Publikation
SONAR-SLT: Multilingual Sign Language Translation via Language-Agnostic Sentence Embedding Supervision
Yasser Hamidullah; Shakib Yazdani; Cennet Oguz; Cristina España Bonnet; Josef van Genabith
In: Proceedings of the Tenth Conference on Machine Translation. Conference on Machine Translation (WMT-2025), November 8-9, Suzhou, China, Association for Computational Linguistics, 2025.
Zusammenfassung
Sign language translation (SLT) is typically trained with text in a single spoken language, which limits scalability and cross-language generalization. Earlier approaches have replaced gloss supervision with text-based sentence embeddings, up to now, these remain tied to a specific language and modality. In contrast, here we employ language-agnostic, multimodal embeddings trained on text and speech from multiple languages to supervise SLT, enabling direct multilingual translation.

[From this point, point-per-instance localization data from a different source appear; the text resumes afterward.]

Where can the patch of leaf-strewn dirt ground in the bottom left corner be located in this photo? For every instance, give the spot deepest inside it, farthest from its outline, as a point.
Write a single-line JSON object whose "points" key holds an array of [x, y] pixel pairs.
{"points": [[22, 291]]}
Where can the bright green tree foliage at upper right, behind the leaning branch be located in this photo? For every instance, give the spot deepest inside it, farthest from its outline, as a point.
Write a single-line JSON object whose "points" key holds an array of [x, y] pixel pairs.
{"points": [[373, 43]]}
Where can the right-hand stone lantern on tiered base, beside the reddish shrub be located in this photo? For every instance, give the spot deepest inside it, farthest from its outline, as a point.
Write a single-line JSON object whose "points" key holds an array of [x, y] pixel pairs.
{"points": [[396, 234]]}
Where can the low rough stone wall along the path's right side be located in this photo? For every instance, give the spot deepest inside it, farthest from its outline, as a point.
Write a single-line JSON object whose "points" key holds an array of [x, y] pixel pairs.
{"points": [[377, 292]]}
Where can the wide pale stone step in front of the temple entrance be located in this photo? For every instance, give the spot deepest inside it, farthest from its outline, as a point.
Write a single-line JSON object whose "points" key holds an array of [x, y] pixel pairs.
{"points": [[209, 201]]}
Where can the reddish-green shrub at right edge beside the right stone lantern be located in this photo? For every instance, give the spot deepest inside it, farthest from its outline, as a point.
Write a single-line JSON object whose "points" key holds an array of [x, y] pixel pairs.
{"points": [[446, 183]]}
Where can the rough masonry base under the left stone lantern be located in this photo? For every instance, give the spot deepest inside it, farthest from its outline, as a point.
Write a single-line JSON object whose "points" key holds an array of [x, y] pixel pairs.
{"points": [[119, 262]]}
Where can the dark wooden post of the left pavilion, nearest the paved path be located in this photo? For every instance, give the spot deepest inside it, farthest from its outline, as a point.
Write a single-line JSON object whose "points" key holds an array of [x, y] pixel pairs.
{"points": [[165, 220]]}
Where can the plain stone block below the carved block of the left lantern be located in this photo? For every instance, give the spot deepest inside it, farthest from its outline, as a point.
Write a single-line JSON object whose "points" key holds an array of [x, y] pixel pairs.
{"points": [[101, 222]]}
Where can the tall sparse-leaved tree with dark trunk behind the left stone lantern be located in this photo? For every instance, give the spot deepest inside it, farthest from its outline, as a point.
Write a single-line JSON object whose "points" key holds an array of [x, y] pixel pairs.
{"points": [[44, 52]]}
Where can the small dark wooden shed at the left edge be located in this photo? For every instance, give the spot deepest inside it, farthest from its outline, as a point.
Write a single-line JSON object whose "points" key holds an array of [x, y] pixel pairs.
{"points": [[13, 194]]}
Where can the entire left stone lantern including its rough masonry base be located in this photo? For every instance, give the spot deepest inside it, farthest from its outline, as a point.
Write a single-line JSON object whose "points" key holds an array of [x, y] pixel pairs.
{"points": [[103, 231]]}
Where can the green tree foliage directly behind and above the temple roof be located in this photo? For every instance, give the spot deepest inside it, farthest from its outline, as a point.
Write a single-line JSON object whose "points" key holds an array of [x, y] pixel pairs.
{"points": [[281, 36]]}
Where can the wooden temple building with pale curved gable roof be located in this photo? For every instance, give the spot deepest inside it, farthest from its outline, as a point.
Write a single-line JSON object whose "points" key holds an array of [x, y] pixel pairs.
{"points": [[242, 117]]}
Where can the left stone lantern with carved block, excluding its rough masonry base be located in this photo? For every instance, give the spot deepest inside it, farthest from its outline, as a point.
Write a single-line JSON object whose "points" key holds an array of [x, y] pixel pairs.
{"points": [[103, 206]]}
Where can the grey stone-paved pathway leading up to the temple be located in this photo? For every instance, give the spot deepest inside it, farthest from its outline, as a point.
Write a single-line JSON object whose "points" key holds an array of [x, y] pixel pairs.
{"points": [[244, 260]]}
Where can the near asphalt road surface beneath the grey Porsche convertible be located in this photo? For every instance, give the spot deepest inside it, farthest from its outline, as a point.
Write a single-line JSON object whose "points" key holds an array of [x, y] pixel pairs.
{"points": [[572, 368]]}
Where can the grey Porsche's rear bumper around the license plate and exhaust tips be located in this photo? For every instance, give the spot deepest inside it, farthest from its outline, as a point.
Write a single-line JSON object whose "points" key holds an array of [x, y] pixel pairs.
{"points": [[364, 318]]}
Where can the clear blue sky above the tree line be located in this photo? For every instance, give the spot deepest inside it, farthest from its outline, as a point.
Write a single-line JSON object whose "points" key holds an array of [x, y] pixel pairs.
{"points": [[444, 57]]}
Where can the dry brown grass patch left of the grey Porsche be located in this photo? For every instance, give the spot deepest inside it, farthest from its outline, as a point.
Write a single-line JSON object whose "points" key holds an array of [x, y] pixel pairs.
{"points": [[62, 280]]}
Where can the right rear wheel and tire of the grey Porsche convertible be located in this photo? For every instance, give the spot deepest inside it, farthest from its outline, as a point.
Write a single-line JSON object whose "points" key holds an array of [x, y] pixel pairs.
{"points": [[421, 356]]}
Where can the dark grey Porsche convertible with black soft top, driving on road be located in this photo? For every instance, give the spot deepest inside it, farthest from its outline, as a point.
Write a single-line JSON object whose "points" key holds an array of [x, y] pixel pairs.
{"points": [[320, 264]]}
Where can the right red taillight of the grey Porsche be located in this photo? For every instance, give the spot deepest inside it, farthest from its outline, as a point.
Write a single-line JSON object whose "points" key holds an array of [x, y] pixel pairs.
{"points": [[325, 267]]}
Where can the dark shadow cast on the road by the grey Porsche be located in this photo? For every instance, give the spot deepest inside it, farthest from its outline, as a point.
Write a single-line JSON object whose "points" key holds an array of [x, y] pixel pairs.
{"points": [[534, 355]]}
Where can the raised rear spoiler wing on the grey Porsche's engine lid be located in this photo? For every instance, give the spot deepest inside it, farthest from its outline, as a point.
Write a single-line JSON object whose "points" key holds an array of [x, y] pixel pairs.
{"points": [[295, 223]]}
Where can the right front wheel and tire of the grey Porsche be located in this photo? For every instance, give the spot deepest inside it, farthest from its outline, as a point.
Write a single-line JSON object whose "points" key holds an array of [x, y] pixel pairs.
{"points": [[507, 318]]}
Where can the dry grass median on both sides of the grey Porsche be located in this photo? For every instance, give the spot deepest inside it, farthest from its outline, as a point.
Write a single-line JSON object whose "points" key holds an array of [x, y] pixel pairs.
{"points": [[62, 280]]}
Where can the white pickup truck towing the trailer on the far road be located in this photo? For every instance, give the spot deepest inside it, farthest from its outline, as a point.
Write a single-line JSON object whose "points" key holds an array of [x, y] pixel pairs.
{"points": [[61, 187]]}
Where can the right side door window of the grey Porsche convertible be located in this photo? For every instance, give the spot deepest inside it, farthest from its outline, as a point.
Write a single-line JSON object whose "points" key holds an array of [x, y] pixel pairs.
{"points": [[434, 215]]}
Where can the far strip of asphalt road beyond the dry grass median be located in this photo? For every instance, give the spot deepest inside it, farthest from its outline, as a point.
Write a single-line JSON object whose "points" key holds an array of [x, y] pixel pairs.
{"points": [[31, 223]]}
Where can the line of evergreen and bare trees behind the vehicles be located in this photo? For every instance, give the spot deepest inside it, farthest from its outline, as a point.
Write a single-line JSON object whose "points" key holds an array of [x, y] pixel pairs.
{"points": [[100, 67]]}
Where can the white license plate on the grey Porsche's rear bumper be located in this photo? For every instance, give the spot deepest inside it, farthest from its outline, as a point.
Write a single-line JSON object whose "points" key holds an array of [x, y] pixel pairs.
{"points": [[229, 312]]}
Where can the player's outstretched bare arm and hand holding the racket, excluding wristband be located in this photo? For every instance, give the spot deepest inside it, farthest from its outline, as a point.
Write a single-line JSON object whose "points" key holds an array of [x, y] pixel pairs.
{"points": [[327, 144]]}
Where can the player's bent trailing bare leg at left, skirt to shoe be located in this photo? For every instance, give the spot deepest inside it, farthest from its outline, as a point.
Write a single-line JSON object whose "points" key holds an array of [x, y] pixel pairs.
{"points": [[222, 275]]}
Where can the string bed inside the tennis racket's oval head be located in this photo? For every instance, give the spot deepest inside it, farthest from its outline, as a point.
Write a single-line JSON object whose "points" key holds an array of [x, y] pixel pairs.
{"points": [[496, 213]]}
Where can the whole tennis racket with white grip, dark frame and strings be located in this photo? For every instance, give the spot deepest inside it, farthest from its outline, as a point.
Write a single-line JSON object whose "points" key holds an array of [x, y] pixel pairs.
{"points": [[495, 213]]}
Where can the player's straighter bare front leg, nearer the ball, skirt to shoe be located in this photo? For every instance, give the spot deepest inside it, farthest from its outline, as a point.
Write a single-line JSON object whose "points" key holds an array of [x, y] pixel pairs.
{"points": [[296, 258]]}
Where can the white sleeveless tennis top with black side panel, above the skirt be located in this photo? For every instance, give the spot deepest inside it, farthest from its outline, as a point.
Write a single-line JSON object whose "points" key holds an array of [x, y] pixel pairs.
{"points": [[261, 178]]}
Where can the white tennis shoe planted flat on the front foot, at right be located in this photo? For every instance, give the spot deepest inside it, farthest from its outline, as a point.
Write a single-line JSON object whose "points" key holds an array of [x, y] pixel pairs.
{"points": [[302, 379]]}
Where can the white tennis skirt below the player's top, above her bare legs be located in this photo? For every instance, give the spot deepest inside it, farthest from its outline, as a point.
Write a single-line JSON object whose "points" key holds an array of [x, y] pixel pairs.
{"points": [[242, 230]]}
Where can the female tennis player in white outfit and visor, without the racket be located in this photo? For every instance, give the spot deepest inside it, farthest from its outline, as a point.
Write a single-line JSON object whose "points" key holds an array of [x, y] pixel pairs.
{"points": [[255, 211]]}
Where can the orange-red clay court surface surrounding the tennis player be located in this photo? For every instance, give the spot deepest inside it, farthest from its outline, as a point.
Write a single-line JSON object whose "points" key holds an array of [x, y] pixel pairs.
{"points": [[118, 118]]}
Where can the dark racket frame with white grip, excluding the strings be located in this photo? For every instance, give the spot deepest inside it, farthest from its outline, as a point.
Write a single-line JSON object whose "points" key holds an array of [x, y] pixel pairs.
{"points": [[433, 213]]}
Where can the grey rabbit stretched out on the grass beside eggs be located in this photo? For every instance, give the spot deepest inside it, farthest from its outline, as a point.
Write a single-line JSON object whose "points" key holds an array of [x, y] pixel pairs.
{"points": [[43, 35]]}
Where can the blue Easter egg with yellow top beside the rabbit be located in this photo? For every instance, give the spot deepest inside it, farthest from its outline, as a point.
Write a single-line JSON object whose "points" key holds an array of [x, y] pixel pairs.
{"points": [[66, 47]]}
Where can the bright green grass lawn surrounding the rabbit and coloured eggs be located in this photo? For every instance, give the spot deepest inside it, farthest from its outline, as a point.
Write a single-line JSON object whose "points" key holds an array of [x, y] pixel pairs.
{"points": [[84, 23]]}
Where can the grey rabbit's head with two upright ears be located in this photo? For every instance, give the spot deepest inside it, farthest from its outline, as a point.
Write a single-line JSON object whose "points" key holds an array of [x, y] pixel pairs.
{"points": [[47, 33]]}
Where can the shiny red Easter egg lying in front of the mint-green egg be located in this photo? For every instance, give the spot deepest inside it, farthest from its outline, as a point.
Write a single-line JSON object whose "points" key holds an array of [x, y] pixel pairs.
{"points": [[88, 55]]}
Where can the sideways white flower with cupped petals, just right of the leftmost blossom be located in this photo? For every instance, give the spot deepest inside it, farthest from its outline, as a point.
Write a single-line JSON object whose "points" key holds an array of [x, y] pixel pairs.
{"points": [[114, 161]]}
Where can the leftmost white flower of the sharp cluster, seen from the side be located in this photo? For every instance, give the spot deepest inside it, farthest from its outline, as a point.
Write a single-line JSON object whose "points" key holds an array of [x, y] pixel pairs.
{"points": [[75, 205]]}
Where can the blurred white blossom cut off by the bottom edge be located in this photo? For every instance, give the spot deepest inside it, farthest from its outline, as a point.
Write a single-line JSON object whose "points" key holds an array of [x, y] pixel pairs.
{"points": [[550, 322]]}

To address data scarcity, we propose a coupled augmentation method that combines multilingual target augmentation with video-level perturbations, improving model robustness. Experiments show consistent BLEURT gains over text-only embedding supervision, with larger improvements in low-resource settings. Our results demonstrate that language-agnostic embedding supervision, combined with coupled augmentation, provides a scalable and semantically robust alternative to traditional SLT training.